Bei Hitze sollten wir vor allem ausreichend Flüssigkeit zu uns nehmen, raten die Mediziner, unser Körper brauche das. An normalen Tagen mindestens zwei Liter, im Hochsommer weit mehr.

Ich möchte Ihnen eine Geschichte vom Durst erzählen:

„Du trinkst zu viel!“ Den Satz hatte er aus ihrem Mund zuletzt immer öfter gehört. Als sie sich von ihm trennte, war ihr auch das Sorgerecht für die Kinder zugesprochen worden. „Das war´s,“ dachte er, „jetzt ist das Leben gelaufen!“ Dabei hatte er sich, arbeitslos zu sein, ganz anders vorgestellt. Mehr Zeit haben für Frau und Kinder war immer sein Wunsch gewesen, die Wohnung gründlich renovieren ... Er hatte geschickte Hände gehabt. Jetzt stand er pünktlich 8 Uhr am Marktplatz, die Imbissbuden öffneten, nach und nach trafen die andern ein, manche ehemalige Kollegen aus der Textilfabrik, die dichtgemacht hatte. Der Tag wurde „eingetrunken“ mit Bier aus der Flasche, im Stehen, und reden - was halt Endvierziger so reden, wenn sie vormittags beim Bier aus der Flasche am Marktplatz stehen und, abgesehen vom Wetter, ein Tag dem andern gleicht.

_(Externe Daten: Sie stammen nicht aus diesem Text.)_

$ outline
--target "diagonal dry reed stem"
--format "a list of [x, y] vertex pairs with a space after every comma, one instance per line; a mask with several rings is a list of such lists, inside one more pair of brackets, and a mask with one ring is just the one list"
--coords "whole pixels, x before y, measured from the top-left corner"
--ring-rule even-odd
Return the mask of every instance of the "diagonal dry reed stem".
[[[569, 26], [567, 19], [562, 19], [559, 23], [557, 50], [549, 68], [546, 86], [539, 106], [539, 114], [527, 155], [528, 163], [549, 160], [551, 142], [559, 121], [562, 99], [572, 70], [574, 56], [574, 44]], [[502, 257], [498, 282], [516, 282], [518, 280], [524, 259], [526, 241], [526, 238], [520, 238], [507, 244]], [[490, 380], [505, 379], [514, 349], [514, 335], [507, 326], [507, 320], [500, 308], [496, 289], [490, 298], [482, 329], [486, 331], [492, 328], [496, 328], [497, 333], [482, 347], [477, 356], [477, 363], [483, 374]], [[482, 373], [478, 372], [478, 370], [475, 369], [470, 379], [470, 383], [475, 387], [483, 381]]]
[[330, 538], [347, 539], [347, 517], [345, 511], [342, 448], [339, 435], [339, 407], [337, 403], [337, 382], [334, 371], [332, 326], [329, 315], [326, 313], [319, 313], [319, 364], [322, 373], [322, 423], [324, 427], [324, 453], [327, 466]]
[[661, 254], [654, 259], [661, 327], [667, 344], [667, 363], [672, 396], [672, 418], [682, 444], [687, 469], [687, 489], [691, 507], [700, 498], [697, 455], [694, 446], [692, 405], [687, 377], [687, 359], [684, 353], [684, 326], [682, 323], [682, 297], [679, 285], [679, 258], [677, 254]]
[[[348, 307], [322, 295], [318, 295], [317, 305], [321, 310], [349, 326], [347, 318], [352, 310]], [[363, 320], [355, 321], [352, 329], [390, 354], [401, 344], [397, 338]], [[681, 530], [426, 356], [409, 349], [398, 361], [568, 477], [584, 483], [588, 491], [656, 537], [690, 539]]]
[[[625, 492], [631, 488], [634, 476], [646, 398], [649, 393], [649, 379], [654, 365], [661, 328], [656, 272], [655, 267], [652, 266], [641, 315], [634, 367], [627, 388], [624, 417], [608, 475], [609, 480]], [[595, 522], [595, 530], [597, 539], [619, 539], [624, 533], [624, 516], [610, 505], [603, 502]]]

„Saufkopp!“. Er hatte es deutlich gehört. Die alte Bauersfrau mit Kopftuch und Einkaufstasche, die eben vorüberging, hatte nicht laut, aber deutlich hörbar „Saufkopp“ zu ihm gesagt. „Du alte ...,“ rief er ihr nach. Das tat ihm sofort leid, er ging ihr nach, sich zu entschuldigen. Und was sie sich denke, wollte er wissen. Sie denke, sagte sie, dass es dumm sei, das Leben so zu vertun, schon vormittags müßig am Markt stehen, Bier trinken und die Zeit totschlagen. Ob er denn nichts Besseres vorhabe, wollte sie wissen. Er erzählte ihr vom Verlust seiner Arbeit und der Trennung von Frau und Kindern, erzählte von Leerlauf und was es bedeute, nicht zu wissen, wozu man noch da sei. Die Alte verstand ihn. Überhaupt schien sie lebensklug und erstaunlich interessiert. Und während er ihr seine Geschichte erzählte, glaubte er bereits zu spüren, dass sich nun irgendetwas ändern würde für ihn. „Saufkopp“ hatte sie ihn genannt. Ja, er trank, weil er Durst hatte - aber Durst nach Leben und die Sehnsucht, zu etwas nütze und für jemanden da zu sein. Seinen Lebensdurst hatte er zu ertränken versucht - vergeblich. „Du hast einen Durst,“ sagte die Alte, „den kein Getränk der Welt zu stillen vermag.“ Woher wusste sie das? Kannte sie ihn?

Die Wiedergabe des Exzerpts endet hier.